This motivating memoir to teaching follows Bloch from his decision to leave an almost million dollar salary to teaching middle school math in a windowless room to co-founding a successful charter school, University Academy, for an impoverished, inner-city community of Kansas City.
It was definitely hard for Bloch to leave his post at head of his father’s company; the company started with just “an idea and a $5,000 loan,” but he had to do what felt was right for him. He wanted to academically help under performing children, through whom he would help himself.
An excellent example of following your heart, or answering “a higher calling,” as Bloch puts it, this story shows just how much doing the right thing doesn’t always have to do with making the most money. When he first started teaching part-time, his yearly salary was the same as his salary for just one week when he was a CEO! Although he gave up money, he gained so much more from life. He got to spend more time with his family, including two young boys, and he got to help the lives of others in a way that really felt satisfying.

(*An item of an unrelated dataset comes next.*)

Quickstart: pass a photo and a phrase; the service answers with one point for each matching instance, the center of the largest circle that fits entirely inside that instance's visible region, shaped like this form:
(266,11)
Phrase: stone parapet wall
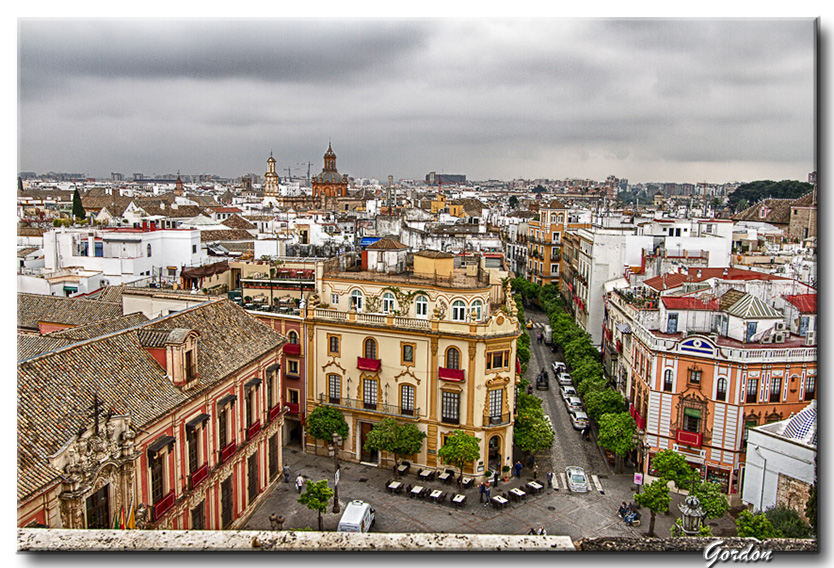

This is a real story. Tales of triumphs and failures are recounted. Bloch wasn’t able to reach every student, but the ones he did went on to become successful people, imparting knowledge and hope to others. For example, one student went on to graduate college and become a math teacher, just like Bloch. This may seem like an ordinary thing in today’s world, but this student came from a environment where most seventh graders were not able to do fifth grade work.
From Bloch’s example, you’ll see all the various virtues that bring life’s real gifts; that a little apple that reads “Greatest Teacher” can be the best year-end bonus ever.